Specify if the patient has ever had any of the following conditions:
Osteoporosis or taken medicine for osteoporosis? Please list. – Select Yes or No.
With Yes selected, a set of responses (Date and Description) is available.

For each additional set of responses you want to add, click Add More. You can add up to four additional sets of responses.

Note: To delete an additional set of responses, click the corresponding Delete button
.
Optionally, select a year and/or description for each set of responses:
Date - Select a year or Unknown. If a year is selected, to specify that the year is approximate, select the Approximate Date checkbox.

Description - Select one of the following descriptions:
Primary Osteoporosis (Most common-age related).
Secondary Osteoporosis (From med condition).
Paget's Disease.
Osteogenesis Imperfecta.
Idiopathic Juvenile Osteoporosis.
Current Osteoporosis Medications: None.
Current Osteoporosis Medications: Oral Bisphosphonate.
Current Osteoporosis Medications: Injection/IV Bisphosphonate.
Current Osteoporosis Medications: Alendronate (Fosamax).
Current Osteoporosis Medications: Ibandronate (Bonivia).
Current Osteoporosis Medications: Zoledronic Acid (Zometa).
Current Osteoporosis Medications: Risendonate (Actonel).
Current Osteoporosis Medications: Vitamin D.
Current Osteoporosis Medications: Calcium.
Other – With this option selected, an Add description box is available. Optionally, enter up to 60 characters.

Joint replacement (hip, knee, ankle, shoulder)? – Select Yes or No.
With Yes selected, a set of responses (Date and Description) is available.

For each additional set of responses you want to add, click Add More. You can add up to four additional sets of responses.

Note: To delete an additional set of responses, click the corresponding Delete button
.
Optionally, select a year and/or description for each set of responses:
Date - Select a year or Unknown. If a year is selected, to specify that the year is approximate, select the Approximate Date checkbox.

Description - Select one of the following descriptions:
Hip.
Knee.
Ankle.
Shoulder.
Finger.
Other – With this option selected, an Add description box is available. Optionally, enter up to 60 characters.

Osteoarthritis (i.e. degenerative arthritis)? – Select Yes or No.
With Yes selected, a set of responses (Date and Description) is available.

For each additional set of responses you want to add, click Add More. You can add up to four additional sets of responses.

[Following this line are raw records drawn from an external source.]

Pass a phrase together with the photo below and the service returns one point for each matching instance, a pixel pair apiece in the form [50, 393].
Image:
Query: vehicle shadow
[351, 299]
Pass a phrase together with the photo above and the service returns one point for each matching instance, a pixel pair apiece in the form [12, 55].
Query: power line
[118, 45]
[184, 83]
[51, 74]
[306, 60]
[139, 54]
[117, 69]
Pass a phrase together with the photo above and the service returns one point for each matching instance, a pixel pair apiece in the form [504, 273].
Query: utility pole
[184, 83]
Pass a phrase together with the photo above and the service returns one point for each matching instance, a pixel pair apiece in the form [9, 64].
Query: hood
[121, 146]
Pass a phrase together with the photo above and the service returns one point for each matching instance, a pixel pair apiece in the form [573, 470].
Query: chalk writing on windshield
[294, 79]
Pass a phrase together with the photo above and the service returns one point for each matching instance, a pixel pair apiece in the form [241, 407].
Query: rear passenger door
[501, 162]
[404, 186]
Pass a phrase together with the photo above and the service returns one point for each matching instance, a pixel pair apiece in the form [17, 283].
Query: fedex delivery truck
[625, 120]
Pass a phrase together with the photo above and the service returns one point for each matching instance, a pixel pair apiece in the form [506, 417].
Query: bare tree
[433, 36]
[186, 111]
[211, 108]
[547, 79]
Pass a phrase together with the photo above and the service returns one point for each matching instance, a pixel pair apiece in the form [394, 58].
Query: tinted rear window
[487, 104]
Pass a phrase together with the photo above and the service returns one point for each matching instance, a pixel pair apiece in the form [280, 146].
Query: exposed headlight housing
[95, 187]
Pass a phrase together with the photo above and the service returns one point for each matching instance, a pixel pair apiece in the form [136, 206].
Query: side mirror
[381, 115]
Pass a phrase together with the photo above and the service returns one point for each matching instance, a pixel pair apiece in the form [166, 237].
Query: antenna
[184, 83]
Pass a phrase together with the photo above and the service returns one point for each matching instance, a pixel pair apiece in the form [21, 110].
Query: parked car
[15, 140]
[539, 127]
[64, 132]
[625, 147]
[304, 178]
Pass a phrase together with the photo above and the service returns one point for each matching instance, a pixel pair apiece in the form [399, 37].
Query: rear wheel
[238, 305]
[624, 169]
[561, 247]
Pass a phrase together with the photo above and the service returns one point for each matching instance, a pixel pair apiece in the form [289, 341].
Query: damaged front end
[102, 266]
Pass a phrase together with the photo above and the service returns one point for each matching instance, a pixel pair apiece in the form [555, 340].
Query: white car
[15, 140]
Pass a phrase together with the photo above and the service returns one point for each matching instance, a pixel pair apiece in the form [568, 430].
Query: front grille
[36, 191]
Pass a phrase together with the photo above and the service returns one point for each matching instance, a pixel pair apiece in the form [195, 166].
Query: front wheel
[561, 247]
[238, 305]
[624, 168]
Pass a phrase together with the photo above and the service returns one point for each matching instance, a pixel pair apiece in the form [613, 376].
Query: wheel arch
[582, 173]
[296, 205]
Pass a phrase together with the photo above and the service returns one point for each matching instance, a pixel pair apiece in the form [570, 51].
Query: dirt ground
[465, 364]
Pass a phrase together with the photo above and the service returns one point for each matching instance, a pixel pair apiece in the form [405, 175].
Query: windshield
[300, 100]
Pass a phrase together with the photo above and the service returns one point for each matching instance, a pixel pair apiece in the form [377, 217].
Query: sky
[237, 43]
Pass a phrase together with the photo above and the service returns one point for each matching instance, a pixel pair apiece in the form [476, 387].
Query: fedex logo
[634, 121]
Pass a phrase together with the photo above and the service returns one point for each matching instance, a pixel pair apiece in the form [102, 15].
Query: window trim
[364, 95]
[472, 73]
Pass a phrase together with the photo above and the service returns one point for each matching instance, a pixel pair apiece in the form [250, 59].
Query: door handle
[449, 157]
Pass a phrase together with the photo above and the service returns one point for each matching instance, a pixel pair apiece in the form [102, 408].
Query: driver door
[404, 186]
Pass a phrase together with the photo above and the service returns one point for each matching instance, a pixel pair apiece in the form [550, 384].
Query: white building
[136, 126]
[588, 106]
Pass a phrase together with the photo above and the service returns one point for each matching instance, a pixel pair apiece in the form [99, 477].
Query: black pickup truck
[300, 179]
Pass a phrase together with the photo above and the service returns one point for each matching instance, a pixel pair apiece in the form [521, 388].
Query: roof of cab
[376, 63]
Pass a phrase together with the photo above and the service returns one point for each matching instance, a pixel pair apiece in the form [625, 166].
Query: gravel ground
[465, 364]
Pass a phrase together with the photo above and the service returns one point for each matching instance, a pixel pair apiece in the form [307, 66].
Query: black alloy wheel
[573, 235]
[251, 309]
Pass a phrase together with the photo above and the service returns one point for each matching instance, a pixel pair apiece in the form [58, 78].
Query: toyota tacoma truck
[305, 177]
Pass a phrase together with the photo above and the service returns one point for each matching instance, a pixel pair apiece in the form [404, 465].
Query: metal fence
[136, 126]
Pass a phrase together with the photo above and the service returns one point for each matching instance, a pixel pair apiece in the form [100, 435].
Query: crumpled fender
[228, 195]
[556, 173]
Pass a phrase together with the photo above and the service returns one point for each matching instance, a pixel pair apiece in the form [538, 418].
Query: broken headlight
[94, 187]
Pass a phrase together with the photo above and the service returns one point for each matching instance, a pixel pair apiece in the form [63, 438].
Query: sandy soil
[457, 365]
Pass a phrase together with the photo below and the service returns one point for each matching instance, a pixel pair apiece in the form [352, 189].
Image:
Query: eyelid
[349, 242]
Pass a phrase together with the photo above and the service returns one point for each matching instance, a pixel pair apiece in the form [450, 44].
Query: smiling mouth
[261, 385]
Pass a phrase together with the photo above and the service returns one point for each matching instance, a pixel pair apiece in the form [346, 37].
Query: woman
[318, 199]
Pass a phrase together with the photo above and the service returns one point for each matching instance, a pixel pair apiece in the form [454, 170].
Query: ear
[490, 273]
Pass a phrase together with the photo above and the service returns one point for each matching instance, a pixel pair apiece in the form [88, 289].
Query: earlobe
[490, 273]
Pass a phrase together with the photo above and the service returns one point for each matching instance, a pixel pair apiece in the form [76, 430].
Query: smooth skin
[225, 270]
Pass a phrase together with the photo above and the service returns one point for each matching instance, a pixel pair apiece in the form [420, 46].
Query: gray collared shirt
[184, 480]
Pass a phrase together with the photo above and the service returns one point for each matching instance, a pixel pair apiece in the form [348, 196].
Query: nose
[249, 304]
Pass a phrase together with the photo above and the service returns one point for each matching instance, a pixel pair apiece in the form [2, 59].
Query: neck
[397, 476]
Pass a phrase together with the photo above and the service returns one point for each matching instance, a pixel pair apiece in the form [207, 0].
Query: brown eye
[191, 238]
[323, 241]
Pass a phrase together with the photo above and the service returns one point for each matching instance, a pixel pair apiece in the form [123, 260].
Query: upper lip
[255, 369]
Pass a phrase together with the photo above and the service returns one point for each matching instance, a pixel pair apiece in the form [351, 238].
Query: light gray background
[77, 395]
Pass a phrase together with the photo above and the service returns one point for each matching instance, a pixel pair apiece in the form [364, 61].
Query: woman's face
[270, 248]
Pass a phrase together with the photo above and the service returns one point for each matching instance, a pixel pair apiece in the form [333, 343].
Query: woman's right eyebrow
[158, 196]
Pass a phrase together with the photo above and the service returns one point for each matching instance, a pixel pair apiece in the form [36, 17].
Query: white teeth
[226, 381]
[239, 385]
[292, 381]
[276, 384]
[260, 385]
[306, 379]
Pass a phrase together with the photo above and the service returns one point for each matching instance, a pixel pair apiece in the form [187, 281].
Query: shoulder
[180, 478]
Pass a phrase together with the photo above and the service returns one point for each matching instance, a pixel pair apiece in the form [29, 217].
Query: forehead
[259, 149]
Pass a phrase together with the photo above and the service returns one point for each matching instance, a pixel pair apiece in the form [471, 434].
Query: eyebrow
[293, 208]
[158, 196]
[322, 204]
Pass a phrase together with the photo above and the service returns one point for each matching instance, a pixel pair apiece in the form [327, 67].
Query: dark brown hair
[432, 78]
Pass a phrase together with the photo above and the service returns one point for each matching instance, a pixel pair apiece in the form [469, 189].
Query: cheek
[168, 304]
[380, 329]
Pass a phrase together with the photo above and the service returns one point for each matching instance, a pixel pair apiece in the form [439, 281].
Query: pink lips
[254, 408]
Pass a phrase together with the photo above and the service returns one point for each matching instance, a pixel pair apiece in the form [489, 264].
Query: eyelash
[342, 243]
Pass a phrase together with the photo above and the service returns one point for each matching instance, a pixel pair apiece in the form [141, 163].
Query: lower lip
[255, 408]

Note: To delete an additional set of responses, click the corresponding Delete button
.
Optionally, select a year and/or description for each set of responses:
Date - Select a year or Unknown. If a year is selected, to specify that the year is approximate, select the Approximate Date checkbox.

Description - Select one of the following descriptions:
Osteoarthritis.
Rheumatoid Arthritis.
Juvenile Arthritis.
Ankylosing Spondylitis.
Systemic Lupus Erythematosus (Lupus).
Gout.
Infectious and/or Reactive Arthritis.
Psoriatic Arthritis.
Fibromyalgia.
Scleroderma.
Other – With this option selected, an Add description box is available. Optionally, enter up to 60 characters.